Fui una hermosa joven una vez, llena de amor y vida. Mi piel blanca como el lirio era suave y cálida, mi estómago hinchado con vida nueva, y mi mano sostenida por mi esposo, Eduardo. Eduardo era un buen hombre. Nos casamos jóvenes, en la primavera, cuando el aire estaba impregnado con la esencia de los árboles floreciendo y la tierra húmeda con el rocío. Recuerdo cómo sonrió cuando levantó mi velo, como si me hubiera visto por la primera vez. Sus ojos eran suaves y azules, arrugándose a los costados mientras me decía que me amaba. ¿Cómo podría haber sabido que este hombre se convertiría en mi maldición? Este hombre gentil, amable, cuyo amor me dio tanta vida que quizá viviría para siempre.
El invierno llegó y mi estómago se abultó con el fruto de nuestro amor. Los vientos fríos obligaban a que me quedara dentro, y las mucamas atendían cada una de mis necesidades. Varios días pasé cosiendo frente al fuego, cantando canciones suavemente sin querer durante horas y horas.

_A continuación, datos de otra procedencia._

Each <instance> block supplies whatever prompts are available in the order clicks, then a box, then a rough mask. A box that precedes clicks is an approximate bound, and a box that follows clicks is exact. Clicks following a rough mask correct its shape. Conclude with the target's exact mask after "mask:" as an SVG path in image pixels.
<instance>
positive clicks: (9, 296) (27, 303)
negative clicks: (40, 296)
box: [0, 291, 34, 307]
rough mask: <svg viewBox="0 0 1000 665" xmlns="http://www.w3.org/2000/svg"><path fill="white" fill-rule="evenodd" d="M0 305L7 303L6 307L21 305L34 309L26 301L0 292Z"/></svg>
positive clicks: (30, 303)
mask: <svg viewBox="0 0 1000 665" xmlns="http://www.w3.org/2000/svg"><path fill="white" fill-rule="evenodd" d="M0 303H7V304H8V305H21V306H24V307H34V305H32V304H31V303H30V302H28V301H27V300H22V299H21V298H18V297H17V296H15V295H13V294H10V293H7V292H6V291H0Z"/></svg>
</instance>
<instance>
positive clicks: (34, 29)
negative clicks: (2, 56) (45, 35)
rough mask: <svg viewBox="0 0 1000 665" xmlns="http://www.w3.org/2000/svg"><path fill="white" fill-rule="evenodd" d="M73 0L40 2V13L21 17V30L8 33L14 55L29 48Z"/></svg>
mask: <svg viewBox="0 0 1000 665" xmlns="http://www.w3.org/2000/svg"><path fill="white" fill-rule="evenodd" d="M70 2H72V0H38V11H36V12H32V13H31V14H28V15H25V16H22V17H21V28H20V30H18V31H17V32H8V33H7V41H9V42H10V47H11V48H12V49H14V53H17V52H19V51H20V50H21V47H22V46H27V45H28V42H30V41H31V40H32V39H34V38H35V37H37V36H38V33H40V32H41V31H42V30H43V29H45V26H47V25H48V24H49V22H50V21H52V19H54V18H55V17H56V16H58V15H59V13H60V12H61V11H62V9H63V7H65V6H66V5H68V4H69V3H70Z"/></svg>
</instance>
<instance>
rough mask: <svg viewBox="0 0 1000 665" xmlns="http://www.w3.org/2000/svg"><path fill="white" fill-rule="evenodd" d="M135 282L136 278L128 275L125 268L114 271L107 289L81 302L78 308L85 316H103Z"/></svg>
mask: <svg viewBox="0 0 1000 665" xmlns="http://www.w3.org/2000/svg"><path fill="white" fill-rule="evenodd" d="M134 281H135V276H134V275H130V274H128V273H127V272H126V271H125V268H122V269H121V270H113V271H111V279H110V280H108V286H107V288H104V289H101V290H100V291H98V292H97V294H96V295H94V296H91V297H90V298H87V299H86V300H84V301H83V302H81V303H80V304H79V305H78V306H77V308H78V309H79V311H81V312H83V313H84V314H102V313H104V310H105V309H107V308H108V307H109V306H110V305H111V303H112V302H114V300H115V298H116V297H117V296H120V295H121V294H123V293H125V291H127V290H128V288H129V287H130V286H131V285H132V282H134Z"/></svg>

Y entonces, una noche, lo sentí.
El dolor era inmenso, como si hubiera sido rasgada desde adentro. Grité por mis mucamas, y una tomó mi brazo y trató de llevarme a mi cuarto. Otra corrió a por Eduardo y él vino estrellándose a través de la puerta, su comportamiento salvaje con miedo y ansias. Tomó mi otro brazo y me llevaron gimiendo por las escaleras, lamentándome y resoplando con el paseo. Cuando finalmente estaba a salvo en mi cama, el doctor vino. Fue por su camino, y me ordenó pujar y respirar mientras Eduardo sostenía mi mano; los dos estábamos empapados con sudor. De repente, el doctor paró. Habló silenciosamente con la partera y acompañó a Eduardo afuera del cuarto. Él protestó como nunca, gritando sobre su hombro: «¡Estoy contigo, Johanna!».
Sonreí a través de las colas de rata de mi pelo mojado y lo calmé: «No temas por mí, Eduardo. Estaré a salvo aquí». Mi voz, aunque rasgada por el dolor, sonó sorpresivamente calmada. Me miró de vuelta desesperadamente, y la puerta fue cerrada frente a él.
Esa fue la última vez que verdaderamente vi a Eduardo. El doctor dijo que estaba sangrando demasiado y que él no podía pararlo. Lloré: «¡Mi bebé! ¿Mi bebé va a vivir?», pero lo juro por mi vida que no puedo recordar si me contestó. En ese instante, el mundo pareció volverse entumecido. El dolor continuaba, pero menos intenso, como un cuchillo romo. El cuarto pareció tornarse gris ante mis ojos. Podía ver al doctor levantando a mi bebé en una manta empapada con sangre, pero todo lo que pude escuchar fue el colosal zumbido en mis oídos, y no supe si la criatura lloró. La oscuridad se intensificó desde las esquinas de mis ojos, como si estuviera cayendo por un agujero sin fin, y finalmente, me envolvió por completo.
Aún así, no me fui realmente. Era nueva, levantada de mi cuerpo y parada en la esquina de mi cuarto. Por un momento todo estuvo en silencio, menos el zumbido, aunque la luz había vuelto a mí. Vi al doctor abrir la puerta y hablar con Eduardo, y lo vi caer en sus rodillas y gritar en dolor. Vi a las mucamas sorprenderse y tapar sus bocas, y a la partera meciendo a mi bebé en sus brazos, cantando suavemente, sus ojos rojos y punzantes. Y vi mi cuerpo, estirado en esa cama sangrienta, mis ojos aún abiertos y mirándome directo. Traté de tocar mi mano, pero mis dedos pasaron a través. Nos miramos por un momento, como si tuviera la esperanza de que mi cuerpo parpadeara y se sentara. Aun así me acosté ahí, estoica, muerta testarudamente, y sentí cómo me achicaba, como si estuviera siendo drenada completamente de todo lo demás.
Luego, todos los sonidos brotaron de nuevo y me despertaron de mi estupor; los sollozos de Eduardo, el llanto de las mucamas y los gritos de mi bebé. Fui hasta la partera, aunque ella no me vio. En sus brazos rellenos, él se veía tan pequeño. Él también estaba cubierto en sangre, pero estaba muy vivo. Sus llantos fueron la cosa más hermosa que alguna vez había oído, y entre toda la pérdida en mi hogar, nueva vida nos había agraciado.